Quando pensiamo alla recente “Via della seta” inaugurata dal governo, dobbiamo pensare che un paese come la Cina, in pochi anni, è passata dall’essere un paese con un’economia in via di sviluppo a uno con un’economia necessaria al mondo occidentale. Questo è anche figlio delle condizioni di vita disastrose dei suoi lavoratori, che devono stare a leggi del mercato insostenibili per continuare a sopravvivere. È necessario sottolineare che, a fronte di recenti proteste messe in atto da chi ha a cuore queste problematiche, tanti brand di fast fashion si sono impegnati per cercare di ottenere dei risultati che conferissero dignità lavorativa alla loro manifattura. Non sempre però si è riusciti nell’intento, perché fare i conti con uno Stato che fa di questa economia il proprio modello di sviluppo risulta davvero come contrapporre Davide a Golia.

 

LA SALUTE – C’è poi un altro dato su cui riflettere. Indossare questo tipo di abiti danneggia non solo la salute di chi li produce, esponendoli a rischi incalcolabili, ma anche noi che li indossiamo. Infatti, ad ogni lavaggio, gli indumenti di bassa qualità che abbiamo acquistato rilasciano delle microfibre e microplastiche che sono dannose prima di tutto per la nostra salute. Lavare, per esempio, una giacca sintetica comporta il rilascio in lavatrice di 1,174 milligrammi di microfibre in media, il 40% delle quali arriva a fiumi, mari e oceani. E, com’è facilmente intuibile, da lì giunge nel sale da cucina, oltre che in tutti i gradini della piramide alimentare acquatica. Parliamo di dati da non sottovalutare, e per capirlo basta anche solamente pesare a quanto spesso laviamo gli indumenti di uso più comune. È obbligatorio quindi capire la necessità di allungare la vita dei nostri capi, non etichettandoli come usa e getta, ma conferendo loro quantomeno la dignità che non è data a chi li produce. Riutilizzare un paio di jeans che pensavamo di non mettere più costituisce un regalo fatto all’ambiente e alla nostra salute, pensando diversamente la globalizzazione del nostro tempo.

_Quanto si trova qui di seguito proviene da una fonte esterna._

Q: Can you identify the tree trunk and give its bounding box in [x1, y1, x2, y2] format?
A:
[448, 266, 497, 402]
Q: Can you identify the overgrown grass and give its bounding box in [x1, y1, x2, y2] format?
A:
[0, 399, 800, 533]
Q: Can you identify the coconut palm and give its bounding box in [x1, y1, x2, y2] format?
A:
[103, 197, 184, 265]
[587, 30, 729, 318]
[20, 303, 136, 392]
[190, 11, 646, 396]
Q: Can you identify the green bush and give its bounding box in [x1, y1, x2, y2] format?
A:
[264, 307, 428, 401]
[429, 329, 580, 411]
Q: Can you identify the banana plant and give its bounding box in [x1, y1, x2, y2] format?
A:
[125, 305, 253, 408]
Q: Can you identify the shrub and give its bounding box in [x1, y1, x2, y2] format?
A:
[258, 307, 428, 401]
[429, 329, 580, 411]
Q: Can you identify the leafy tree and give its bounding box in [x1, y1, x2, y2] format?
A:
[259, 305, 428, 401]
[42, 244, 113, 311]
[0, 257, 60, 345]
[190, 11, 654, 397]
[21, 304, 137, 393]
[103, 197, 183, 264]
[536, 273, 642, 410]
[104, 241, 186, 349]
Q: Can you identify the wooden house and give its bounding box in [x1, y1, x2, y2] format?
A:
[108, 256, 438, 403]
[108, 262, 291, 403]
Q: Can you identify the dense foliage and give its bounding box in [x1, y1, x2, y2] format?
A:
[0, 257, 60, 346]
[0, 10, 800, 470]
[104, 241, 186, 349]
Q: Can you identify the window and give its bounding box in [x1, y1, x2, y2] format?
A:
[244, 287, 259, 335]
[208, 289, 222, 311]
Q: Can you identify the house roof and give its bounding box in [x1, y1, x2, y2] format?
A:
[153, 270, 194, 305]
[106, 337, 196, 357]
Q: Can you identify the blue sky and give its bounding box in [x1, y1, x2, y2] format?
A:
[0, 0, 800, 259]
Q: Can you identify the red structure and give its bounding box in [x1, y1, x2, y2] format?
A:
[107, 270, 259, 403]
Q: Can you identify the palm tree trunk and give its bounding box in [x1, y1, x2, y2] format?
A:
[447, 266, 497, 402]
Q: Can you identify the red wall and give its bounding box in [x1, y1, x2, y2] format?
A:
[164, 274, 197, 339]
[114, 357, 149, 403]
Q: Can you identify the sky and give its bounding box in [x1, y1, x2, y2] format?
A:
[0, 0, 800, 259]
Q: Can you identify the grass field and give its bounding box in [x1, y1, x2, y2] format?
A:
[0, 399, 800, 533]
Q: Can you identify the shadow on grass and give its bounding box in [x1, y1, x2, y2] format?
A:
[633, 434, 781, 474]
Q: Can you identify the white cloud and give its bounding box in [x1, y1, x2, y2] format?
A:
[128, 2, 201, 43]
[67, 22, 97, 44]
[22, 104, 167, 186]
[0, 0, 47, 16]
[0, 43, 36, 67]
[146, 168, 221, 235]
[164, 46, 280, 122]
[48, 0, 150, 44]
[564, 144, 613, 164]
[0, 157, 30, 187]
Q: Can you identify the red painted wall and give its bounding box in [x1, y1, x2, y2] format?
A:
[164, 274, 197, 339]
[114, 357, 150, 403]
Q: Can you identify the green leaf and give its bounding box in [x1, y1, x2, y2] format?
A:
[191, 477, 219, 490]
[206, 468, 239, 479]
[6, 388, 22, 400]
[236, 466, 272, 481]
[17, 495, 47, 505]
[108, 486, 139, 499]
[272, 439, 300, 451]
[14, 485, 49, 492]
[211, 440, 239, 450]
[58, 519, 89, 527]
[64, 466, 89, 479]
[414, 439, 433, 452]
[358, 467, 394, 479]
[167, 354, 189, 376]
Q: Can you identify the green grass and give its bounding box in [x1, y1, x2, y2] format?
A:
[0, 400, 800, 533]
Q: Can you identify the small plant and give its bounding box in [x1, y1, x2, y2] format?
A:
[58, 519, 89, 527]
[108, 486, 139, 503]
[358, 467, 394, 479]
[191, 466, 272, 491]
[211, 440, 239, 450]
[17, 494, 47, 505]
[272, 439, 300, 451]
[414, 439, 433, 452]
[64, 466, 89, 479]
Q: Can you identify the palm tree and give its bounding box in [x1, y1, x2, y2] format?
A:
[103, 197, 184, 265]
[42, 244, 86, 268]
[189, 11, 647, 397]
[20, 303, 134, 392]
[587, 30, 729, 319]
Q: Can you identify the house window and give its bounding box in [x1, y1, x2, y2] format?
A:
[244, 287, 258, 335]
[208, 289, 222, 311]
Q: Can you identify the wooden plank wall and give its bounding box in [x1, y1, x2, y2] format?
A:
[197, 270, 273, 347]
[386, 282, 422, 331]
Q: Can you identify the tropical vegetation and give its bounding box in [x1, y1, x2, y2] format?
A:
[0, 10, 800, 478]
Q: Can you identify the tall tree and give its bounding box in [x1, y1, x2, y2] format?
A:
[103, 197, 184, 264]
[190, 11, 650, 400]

IL COMPROMESSO – Alcuni dei brand più famosi, anche tra quelli che hanno fatto della fast-fashion la loro fortuna, hanno fatto i conti con l’insostenibilità della propria produzione. Ne è scaturita una particolare attenzione alla tematica, che ha comportato la nascita di collezioni dedicate alla sostenibilità e all’etica della propria produzione. Su internet sono facilmente ricercabili i nomi di quei marchi attenti a non fare del male al pianeta (o a farne il meno possibile), così come di quelli che utilizzano materiale riciclato per la propria produzione. Ci sono poi i tessuti “sostenibili”, come la canapa o lino, il cotone se ben utilizzato, il caucciù o la gomma naturale. Tanti brand sono nati negli ultimi anni proprio con lo scopo di fare moda sostenibile, dando alla luce prodotti che non hanno esteticamente nulla da invidiare a quelli “canonici”. Da sempre, il problema di una vita sostenibile è legato al prezzo di questa, e sarebbe una bugia affermare che questo non sia un problema vero. Tanti di questi marchi, però, si prodigano e attivano costantemente in sconti che rendano accessibili i loro prodotti, proprio perché la filosofia alla base di una certa produzione può valere quanto (se non di più) il ricavo aziendale. La vera speranza, però, è legata alla consapevolezza dei compratori. Quando la nostra sensibilità sarà davvero vicina a queste tematiche, allora potremo davvero invertire una tendenza, e mettere i bastoni tra le ruote a chi, solleticandoci l’appetito, ha creato questa tendenza.